China’s tuna-canning industry has signaled intentions to build up processing capacity domestically, which may dash the hopes of Pacific Island nations that have sought to grow their canning operations with China’s help.
Several tuna industry executives told SeafoodSource they believe Chinese cities are better located for tuna-canning expansion plans than the Pacific Islands, as their remoteness makes them far less attractive. China's vast industrial capacity and logistical connections, on the other hand, make it competitive as a processing location, not only for exports sent abroad but also for domestic consumption.
A European tuna executive with extensive experience in the Pacific Islands, who preferred not to be named, told SeafoodSource China has long-term plans “focused on Shenzhen and a few other Chinese cities becoming tuna hubs [and this is] reflected in large investments in boats, cold storages, and processing facilities.”
“It does not include building substantial processing overseas in Pacific Islands, which might be close to the resource, but often lack landmass, water, ports, and, importantly in tuna processing, low-cost and highly efficient labor,” they said.
Though Pacific Island nations like Papua New Guinea have set ambitious plans to build up their processing capacity, Joe Murphy, who consults for Hong Kong, China-based tuna-fishing company Liancheng Ocean Fisheries Group, said China is making the smart play to invest back home.

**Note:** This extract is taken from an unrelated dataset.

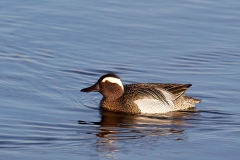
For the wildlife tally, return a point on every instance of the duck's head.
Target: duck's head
(109, 85)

“I can’t see [Pacific Island expansion] is needed,” he said. “I think China taking a realistic approach in not promoting processing in the islands. The islands just cannot compete on cost.”
China’s cost competitiveness was also highlighted by another European tuna industry stakeholder who said China often undercuts other players to grab market share, resulting in more tuna headed to Chinese canneries and processing plants, making canneries elsewhere unviable.
Francisco Blaha, a fisheries consultant with 40 years of experience in the Pacific Islands as a fisherman and advisor, said China’s growing tuna-canning sector is aiming to fill in the gap left by historical U.S. tuna-canning capacity and will face sharp competition from Thailand and Vietnam as it matures.
“China is a relatively new entrant in the purse-seine trawling and canning world and is slowly catching up, taking the space the U.S., the original power in the canned tuna world, left behind,” he told SeafoodSource.
He also said he sees little hope of Pacific Islands competing.
“The only advantage Pacific Islands have in processing is their proximity to the fishery, yet that alone is not enough to compensate for the disadvantages they face, which stem from two intractable realities of the region: economies of scale and geographical isolation,” Blaha said while also citing such difficulties as high electricity prices, flimsy port landing facilities, and the absence of an industrial sector to service canning factories and vessels. “Very little can be done to compensate for such realities.”
Ambitions to expand canning capacity domestically come at a time of rising consumption growth rates of canned tuna in China.
Market research agency Deep Market Insights predicted in a report that the Chinese canned tuna market will grow to USD 3.02 billion (EUR 2.62 billion) in 2033, up from USD 2.1 billion (EUR 1.82 billion) in 2024, with an average annual growth of 4.1 percent between 2026 and 2033.
The China Canned Food Industry Association said that there is also vast room for growth, providing data to SeafoodSource that showed the average annual per-capita consumption of canned food in China stands at 6 kilograms, which is far lower than the 50 to 100 kilograms per-capita annual consumption in Europe and the U.S.